Maruyama tranquility reigns. I think if I feel I'm going to fall asleep, and although this is a national sport here, not me sobarme fancy. I still have a way to the train and after peak hours and up to Kobe and from the station where I leave the train half an hour from metro to home. I hear a guitar singing in English "Falling in love with you." I approach and is a funny-faced Yankee who looks at me and greets me while playing (there is a kind of brotherhood among Westerners, for three that we are going to get along. It's like looking at us to tell us one another " how strange it all is, eh?) At very funny does not make one case, or you look like a stranger. Knowing that, when it reaches the chorus drops a "come on everybody", he falls a few laughs to himself and is so happy, on their own, asking about yen liven up the evening with a rate that perhaps these Nipponese will be exotic, but I, for some strange circumstances, brings me to my childhood and early high school and frustrated love between the sheets right now Soraya must be sleeping with that cute face you have when you sleep . Cara, by the way, I remember every day thanks to the photo that I keep in the phone.

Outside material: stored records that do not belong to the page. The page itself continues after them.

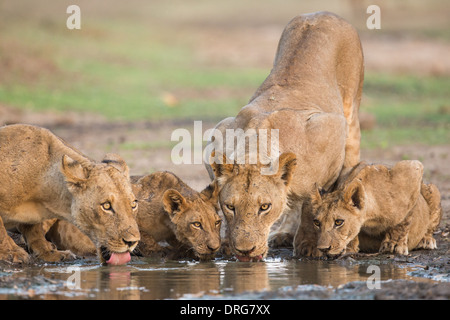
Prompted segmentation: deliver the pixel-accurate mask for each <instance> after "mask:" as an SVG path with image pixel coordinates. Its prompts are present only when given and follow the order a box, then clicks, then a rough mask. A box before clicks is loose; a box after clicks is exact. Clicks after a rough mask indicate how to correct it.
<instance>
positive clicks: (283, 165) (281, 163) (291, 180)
mask: <svg viewBox="0 0 450 320" xmlns="http://www.w3.org/2000/svg"><path fill="white" fill-rule="evenodd" d="M296 166H297V157H296V156H295V154H294V153H292V152H284V153H282V154H281V155H280V157H279V158H278V172H277V174H276V176H278V177H279V178H280V179H281V180H283V182H284V184H285V185H286V186H289V184H290V183H291V181H292V177H293V175H294V170H295V167H296Z"/></svg>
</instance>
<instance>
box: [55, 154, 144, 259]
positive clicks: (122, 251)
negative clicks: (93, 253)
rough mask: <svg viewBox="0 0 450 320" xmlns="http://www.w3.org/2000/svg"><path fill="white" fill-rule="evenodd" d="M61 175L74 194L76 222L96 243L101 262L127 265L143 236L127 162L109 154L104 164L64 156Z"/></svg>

Now, if I can not stand. Since coming to Kiyomizu have passed six hours or less. Six hours derrengantes. Seeking the bus. Riveting ride it where I left elbow. There is a monumental traffic jam in the city. It's Sunday, so not to be. Be normal? It takes about fifteen minutes or more to arrive at each stop, and I can not stand it. Desperate, I under and look for the train station on foot. The map is easy to follow, but it has been done at night and also because I'm not in the historic area, but in the predominantly urban. Made his way, but I am inspired when I come across signs with long names that refer to places as far away now, but I'm pretty sure that I shall never know.